Non aspettatevi un film come Pearl, qui la furia teorica è un po’ smorzata, e si capisce anche che chiudendo la trilogia West e Goth si volevano anche un po’ divertire, magari citando a piene mani Polanski, Argento, De Palma, Carpenter, Hitchcock e quant’altro. Un C’era una volta ad Hollywood più imbastardito, con una serie di attori che non ti aspetti (su tutti Kevin Bacon, Giancarlo Esposito ma anche la regista algida e stronza Elizabeth Debicki).

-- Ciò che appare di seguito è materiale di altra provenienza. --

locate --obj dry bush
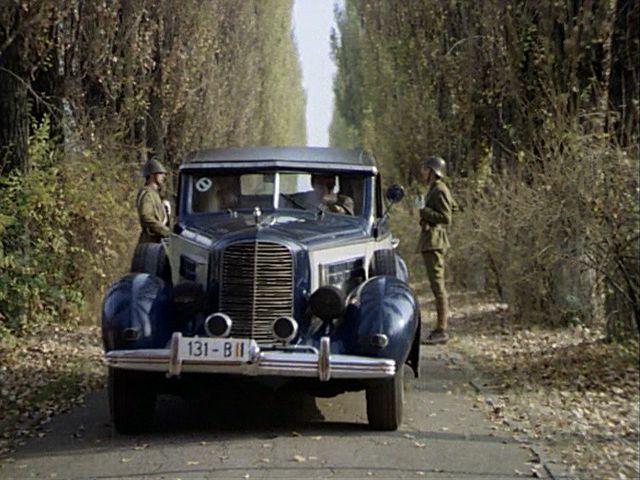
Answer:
[450,130,638,338]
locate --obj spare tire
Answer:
[131,243,171,283]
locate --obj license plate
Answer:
[178,337,251,363]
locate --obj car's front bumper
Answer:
[105,333,396,381]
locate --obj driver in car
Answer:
[303,173,354,215]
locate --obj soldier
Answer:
[136,159,171,244]
[418,157,455,344]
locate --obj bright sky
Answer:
[293,0,343,147]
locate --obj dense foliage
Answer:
[0,0,305,332]
[331,0,640,337]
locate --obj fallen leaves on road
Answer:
[436,296,640,479]
[0,327,105,458]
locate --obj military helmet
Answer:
[420,157,447,178]
[142,158,167,177]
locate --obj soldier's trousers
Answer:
[422,250,449,330]
[422,250,447,299]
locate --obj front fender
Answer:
[102,273,173,352]
[345,276,420,365]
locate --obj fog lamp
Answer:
[271,317,298,342]
[204,312,232,337]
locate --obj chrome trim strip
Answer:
[105,344,396,380]
[167,332,182,377]
[318,337,331,382]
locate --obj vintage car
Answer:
[102,147,420,433]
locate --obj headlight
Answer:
[309,285,346,322]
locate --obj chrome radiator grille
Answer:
[220,242,293,343]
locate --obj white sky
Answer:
[293,0,343,147]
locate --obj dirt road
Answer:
[0,346,548,480]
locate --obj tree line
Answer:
[331,0,640,338]
[0,0,305,333]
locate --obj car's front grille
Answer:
[220,241,293,343]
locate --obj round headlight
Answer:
[309,285,345,322]
[204,313,231,337]
[272,317,298,342]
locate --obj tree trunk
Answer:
[0,47,29,174]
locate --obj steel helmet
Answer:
[142,158,167,177]
[420,157,447,178]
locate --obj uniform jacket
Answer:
[136,185,171,243]
[418,179,455,252]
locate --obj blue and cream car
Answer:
[102,147,420,432]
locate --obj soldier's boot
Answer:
[436,297,449,331]
[426,297,449,345]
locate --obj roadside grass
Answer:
[414,284,640,479]
[0,326,105,459]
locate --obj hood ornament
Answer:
[253,207,262,225]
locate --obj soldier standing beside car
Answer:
[417,157,455,344]
[136,159,171,244]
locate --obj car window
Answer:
[188,172,364,215]
[191,173,275,213]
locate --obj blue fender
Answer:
[396,253,409,283]
[344,275,420,365]
[102,273,174,351]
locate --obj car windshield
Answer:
[188,172,365,215]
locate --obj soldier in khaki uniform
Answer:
[418,157,455,344]
[136,159,171,244]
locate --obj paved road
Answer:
[0,347,545,480]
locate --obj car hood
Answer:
[181,212,369,245]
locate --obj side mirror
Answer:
[386,183,404,204]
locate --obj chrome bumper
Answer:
[105,333,396,381]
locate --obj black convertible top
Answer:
[181,147,376,171]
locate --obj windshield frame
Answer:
[177,165,375,219]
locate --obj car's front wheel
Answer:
[108,368,156,433]
[366,365,404,430]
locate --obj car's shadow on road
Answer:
[149,386,368,434]
[8,386,371,458]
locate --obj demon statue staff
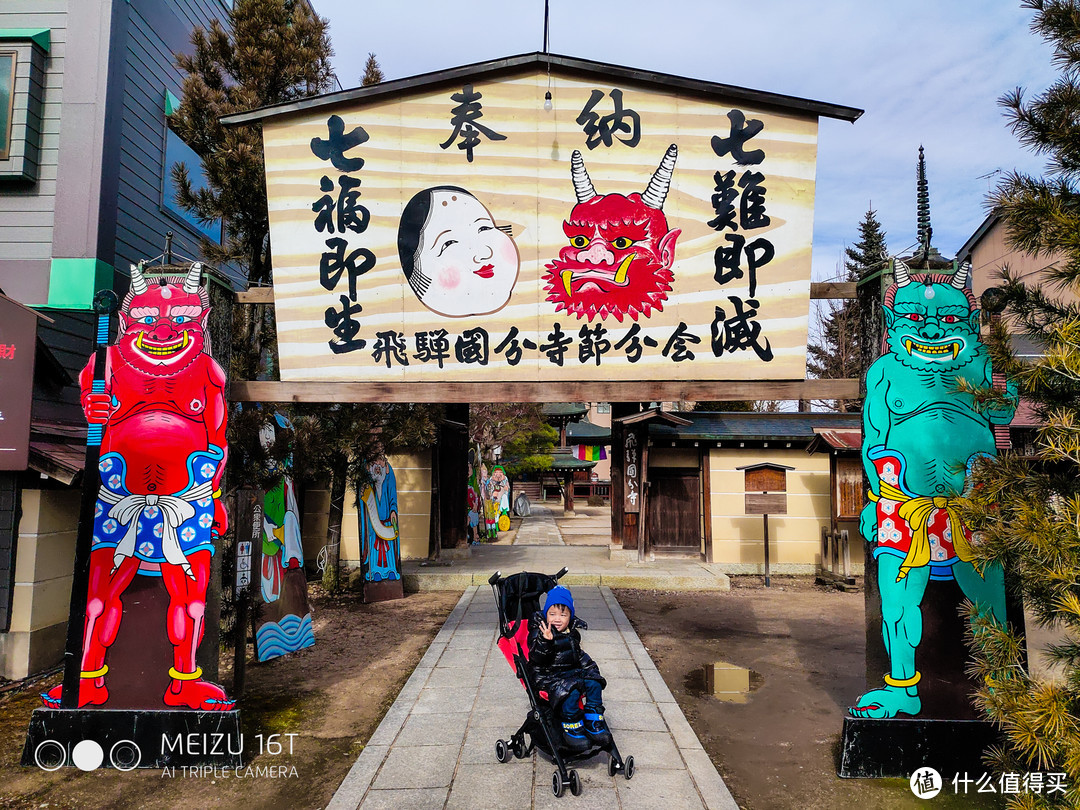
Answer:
[43,264,234,710]
[543,144,681,323]
[851,259,1016,717]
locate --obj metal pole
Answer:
[60,289,118,708]
[761,512,769,588]
[543,0,549,53]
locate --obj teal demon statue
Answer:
[851,259,1016,717]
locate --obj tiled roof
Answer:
[649,411,862,442]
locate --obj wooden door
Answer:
[436,423,469,549]
[646,468,701,554]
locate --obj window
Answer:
[0,28,50,183]
[0,51,15,160]
[161,124,221,242]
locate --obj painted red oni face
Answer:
[117,265,210,376]
[544,144,680,322]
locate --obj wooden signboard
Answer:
[746,492,787,515]
[622,430,642,514]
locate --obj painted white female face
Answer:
[416,190,519,318]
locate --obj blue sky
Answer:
[312,0,1055,280]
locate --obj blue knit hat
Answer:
[543,585,573,617]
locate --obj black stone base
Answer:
[22,708,244,771]
[837,717,1001,782]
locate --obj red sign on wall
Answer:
[0,296,38,470]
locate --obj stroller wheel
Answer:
[495,740,510,762]
[570,770,581,796]
[551,771,566,799]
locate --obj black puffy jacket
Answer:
[529,611,607,707]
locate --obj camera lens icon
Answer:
[33,740,143,771]
[33,740,67,771]
[109,740,143,771]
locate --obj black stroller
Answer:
[488,568,634,797]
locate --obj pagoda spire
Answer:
[915,144,934,261]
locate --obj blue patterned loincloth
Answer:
[93,445,225,576]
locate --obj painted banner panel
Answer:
[264,68,818,382]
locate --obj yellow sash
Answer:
[866,481,974,582]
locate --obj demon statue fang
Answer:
[851,259,1016,718]
[543,144,681,323]
[43,264,234,710]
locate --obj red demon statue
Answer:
[543,144,681,323]
[42,264,235,710]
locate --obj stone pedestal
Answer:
[837,717,1001,783]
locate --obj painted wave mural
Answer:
[255,613,315,661]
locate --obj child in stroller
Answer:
[529,585,611,751]
[488,568,634,797]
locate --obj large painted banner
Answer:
[264,65,818,382]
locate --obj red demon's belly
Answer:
[102,410,206,495]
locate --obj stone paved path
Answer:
[514,503,565,545]
[328,585,738,810]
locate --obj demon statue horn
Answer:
[131,261,149,295]
[42,264,235,711]
[570,149,596,203]
[642,144,678,208]
[543,144,681,322]
[851,259,1017,718]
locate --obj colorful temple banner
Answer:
[571,444,607,461]
[255,414,315,661]
[262,65,818,382]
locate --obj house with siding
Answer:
[0,0,232,678]
[612,408,863,575]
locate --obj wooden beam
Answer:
[229,379,860,403]
[810,281,859,299]
[237,287,273,303]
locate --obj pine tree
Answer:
[360,53,384,87]
[964,0,1080,808]
[469,402,558,477]
[807,207,889,413]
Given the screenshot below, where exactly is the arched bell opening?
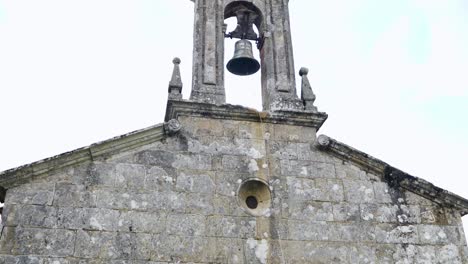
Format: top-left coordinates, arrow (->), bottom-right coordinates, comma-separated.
223,1 -> 263,109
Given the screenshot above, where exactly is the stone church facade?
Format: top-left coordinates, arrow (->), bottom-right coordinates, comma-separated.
0,0 -> 468,264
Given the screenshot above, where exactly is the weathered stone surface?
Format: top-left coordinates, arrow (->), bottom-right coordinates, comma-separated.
11,227 -> 76,257
343,179 -> 375,203
53,183 -> 96,207
5,182 -> 55,205
166,214 -> 205,236
207,216 -> 256,238
0,115 -> 467,264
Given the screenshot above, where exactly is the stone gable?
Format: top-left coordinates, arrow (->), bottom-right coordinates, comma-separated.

Il “tiro” horror lo danno soprattutto i flashback con le sequenze di X (MaXXXine è più un thriller anni ’80 che uno slasher anni ’70) e due o tre momenti estremamente splatter molto ben dosati. Si nota il gusto per gli effetti prostetici (nel film compare anche un personaggio che legge Fangoria, mitico) e i maschi in sala dovranno coprirsi gli occhi in una determinata scena.

Maxine Minx è determinata a fare tutto quello che serve per diventare una star, proprio come Pearl prima di lei, e scopriamo fin da subito che non è il serial killer che infesta le notti di Hollywood a essere il personaggio più pericoloso. Bella la sequenza dei titoli di coda che richiama il primo piano interminabile sul finale di Pearl con una testa prostetica di Mia Goth buttata su un letto.

Dal mio punto di vista – al netto di qualche piccola furberia (il citazionismo esasperato dopo un po’ rompe) – uno dei migliori horror film dell’anno.